Botswana Pula Early History
Botswana’s currency is called the Pula, which means “rain”. For those who love etymology, this is a great connection. In a land where rain is precious, valuable and a blessing, naming your money after rain makes a lot of sense.
Botswana gained independence from Great Britain in 1966. The transition from being a colony to an independent country seemed to be smooth. In the early years of independence, Botswana established a democracy but was very poor and dependent on South Africa. Until 1976 it even used South African Rand as its currency.
Early Pula Banknotes
Botswana Pula has maintained a relatively stable design concept throughout its history. The front of each denomination has a large portrait of leaders and the country coat or arms. The reverse show scenes of local flora, fauna and rustic scenes. In the initial series, the 10 Pula was the highest denomination and that showed an image of the central bank building.

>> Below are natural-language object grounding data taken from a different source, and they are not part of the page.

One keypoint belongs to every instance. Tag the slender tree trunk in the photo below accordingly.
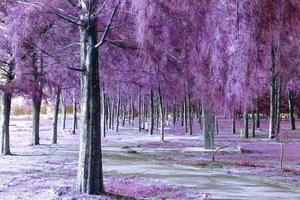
(118, 112)
(124, 114)
(151, 112)
(174, 113)
(74, 123)
(186, 114)
(140, 112)
(190, 118)
(182, 114)
(234, 123)
(208, 127)
(64, 112)
(273, 90)
(246, 125)
(6, 102)
(257, 114)
(278, 102)
(55, 116)
(291, 109)
(90, 175)
(253, 123)
(162, 121)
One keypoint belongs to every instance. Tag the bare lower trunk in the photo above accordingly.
(190, 118)
(6, 103)
(90, 175)
(64, 112)
(55, 117)
(257, 114)
(292, 109)
(151, 128)
(253, 124)
(36, 109)
(118, 112)
(162, 121)
(246, 125)
(208, 127)
(234, 123)
(74, 123)
(140, 112)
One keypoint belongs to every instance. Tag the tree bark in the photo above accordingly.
(257, 114)
(74, 123)
(118, 112)
(246, 125)
(208, 127)
(55, 116)
(151, 128)
(253, 124)
(292, 109)
(64, 112)
(162, 121)
(36, 109)
(234, 123)
(190, 118)
(6, 102)
(90, 175)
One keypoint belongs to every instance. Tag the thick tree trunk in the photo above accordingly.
(208, 127)
(246, 125)
(6, 103)
(292, 109)
(90, 175)
(151, 128)
(55, 116)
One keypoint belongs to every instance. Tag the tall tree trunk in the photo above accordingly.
(55, 116)
(208, 127)
(182, 113)
(162, 121)
(151, 112)
(273, 90)
(257, 114)
(144, 113)
(186, 114)
(253, 123)
(74, 123)
(118, 112)
(90, 175)
(64, 112)
(292, 109)
(140, 112)
(174, 113)
(246, 125)
(6, 102)
(278, 102)
(190, 118)
(36, 109)
(234, 123)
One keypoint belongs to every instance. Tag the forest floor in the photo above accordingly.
(140, 166)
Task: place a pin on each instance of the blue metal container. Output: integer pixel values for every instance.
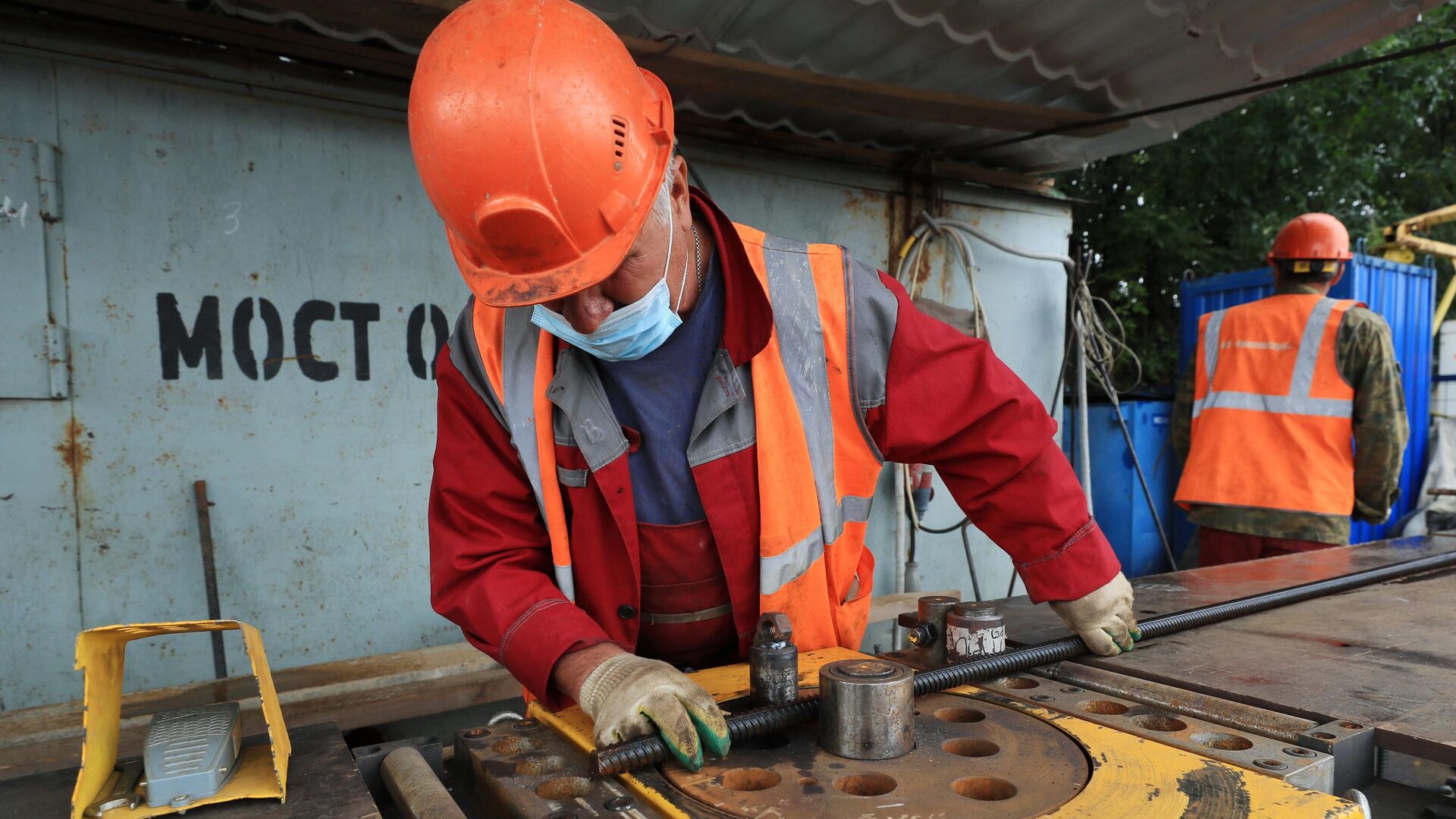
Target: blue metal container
(1402, 293)
(1117, 497)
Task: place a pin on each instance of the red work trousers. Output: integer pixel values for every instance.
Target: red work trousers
(1218, 547)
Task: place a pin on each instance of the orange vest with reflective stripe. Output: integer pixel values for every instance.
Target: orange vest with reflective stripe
(817, 468)
(1272, 416)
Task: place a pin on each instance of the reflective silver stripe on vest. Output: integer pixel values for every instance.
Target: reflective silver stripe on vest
(1210, 344)
(789, 564)
(1283, 404)
(1304, 379)
(520, 338)
(801, 349)
(1301, 384)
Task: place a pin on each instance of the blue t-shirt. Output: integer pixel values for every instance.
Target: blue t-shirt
(657, 395)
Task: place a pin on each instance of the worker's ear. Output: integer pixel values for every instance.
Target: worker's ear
(679, 169)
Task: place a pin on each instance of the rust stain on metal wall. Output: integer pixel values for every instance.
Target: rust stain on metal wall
(74, 449)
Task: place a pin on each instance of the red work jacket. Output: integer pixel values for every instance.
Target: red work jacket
(946, 400)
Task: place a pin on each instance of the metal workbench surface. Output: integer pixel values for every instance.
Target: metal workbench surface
(1382, 654)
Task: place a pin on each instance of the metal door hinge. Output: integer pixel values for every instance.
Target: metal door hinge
(58, 356)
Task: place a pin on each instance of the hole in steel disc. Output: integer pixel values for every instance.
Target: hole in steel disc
(1159, 723)
(766, 742)
(564, 787)
(1222, 741)
(750, 779)
(517, 745)
(970, 746)
(865, 784)
(959, 714)
(539, 765)
(984, 789)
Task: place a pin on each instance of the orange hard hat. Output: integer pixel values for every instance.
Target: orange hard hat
(541, 145)
(1310, 237)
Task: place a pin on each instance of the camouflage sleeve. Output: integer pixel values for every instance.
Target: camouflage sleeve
(1183, 416)
(1366, 360)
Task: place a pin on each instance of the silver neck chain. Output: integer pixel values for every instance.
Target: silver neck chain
(698, 259)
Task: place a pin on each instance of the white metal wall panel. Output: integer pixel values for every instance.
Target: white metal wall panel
(191, 197)
(39, 591)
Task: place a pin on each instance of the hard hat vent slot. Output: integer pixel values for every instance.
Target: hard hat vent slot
(619, 131)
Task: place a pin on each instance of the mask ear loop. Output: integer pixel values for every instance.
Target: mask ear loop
(682, 286)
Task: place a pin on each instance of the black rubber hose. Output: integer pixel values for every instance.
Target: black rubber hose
(770, 719)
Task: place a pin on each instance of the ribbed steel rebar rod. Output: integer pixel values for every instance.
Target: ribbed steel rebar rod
(746, 725)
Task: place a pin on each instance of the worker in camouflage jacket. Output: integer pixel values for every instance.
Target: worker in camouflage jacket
(1272, 401)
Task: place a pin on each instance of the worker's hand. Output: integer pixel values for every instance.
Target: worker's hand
(1104, 618)
(626, 695)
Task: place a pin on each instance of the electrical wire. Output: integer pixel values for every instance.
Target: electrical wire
(909, 273)
(1104, 347)
(1247, 91)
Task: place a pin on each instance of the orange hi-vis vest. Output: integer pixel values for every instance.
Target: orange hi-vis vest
(1272, 416)
(817, 469)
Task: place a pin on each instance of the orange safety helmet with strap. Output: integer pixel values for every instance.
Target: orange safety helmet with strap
(1273, 417)
(1310, 238)
(541, 145)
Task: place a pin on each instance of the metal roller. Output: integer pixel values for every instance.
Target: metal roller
(867, 708)
(650, 751)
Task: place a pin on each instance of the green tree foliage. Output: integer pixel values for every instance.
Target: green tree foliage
(1370, 146)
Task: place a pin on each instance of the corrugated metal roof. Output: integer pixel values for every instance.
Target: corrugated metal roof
(1094, 55)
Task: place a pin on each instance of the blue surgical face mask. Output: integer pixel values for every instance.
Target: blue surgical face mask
(629, 333)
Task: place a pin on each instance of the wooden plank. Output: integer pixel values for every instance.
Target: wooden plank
(324, 783)
(350, 692)
(1381, 654)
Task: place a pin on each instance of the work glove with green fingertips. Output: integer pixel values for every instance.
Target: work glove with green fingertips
(1103, 620)
(626, 695)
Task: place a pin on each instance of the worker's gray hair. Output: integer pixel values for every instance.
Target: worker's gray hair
(663, 205)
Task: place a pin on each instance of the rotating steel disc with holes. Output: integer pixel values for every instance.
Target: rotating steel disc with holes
(971, 758)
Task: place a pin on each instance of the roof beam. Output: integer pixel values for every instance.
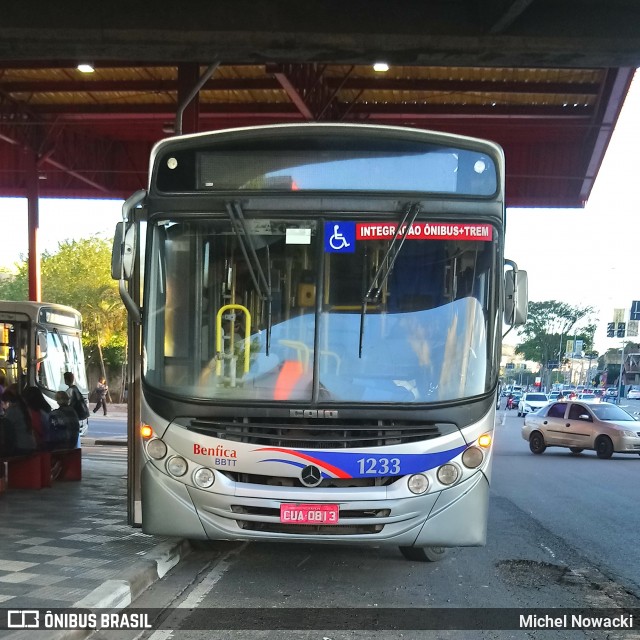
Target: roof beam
(513, 11)
(280, 79)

Due in large part to its political stability and sparse population, Botswana has improved the economic situation of its people. Its prosperity is based on mining, farming and tourism. In 1979, Botswana introduced a 20 Pula and included a detailed scene of a mining factory. The 2000 100 Pula (P-23a) also shows an emphasis on mining. The front includes a latent overt image of a diamond and the reverse shows a mine plus a person inspecting a gem.
Current Series Banknotes
Botswana began to experience problems with poor banknote quality in circulation in the 2000s. However, this is not uncommon for countries where money doesn’t work its way back to a central bank where old notes can be removed from circulation. But the complaints about poor note quality led the bank to switch to polymer notes for the 10 Pula in 2018. Another note to point out is the 2014 200 Pula (P-34d). The portrait shows a local woman reading with children. Also, the reverse shows several zebras. It is an attractive note and a clear representation of the evolution of the Botswana people toward a modern education and inclusion of all its people.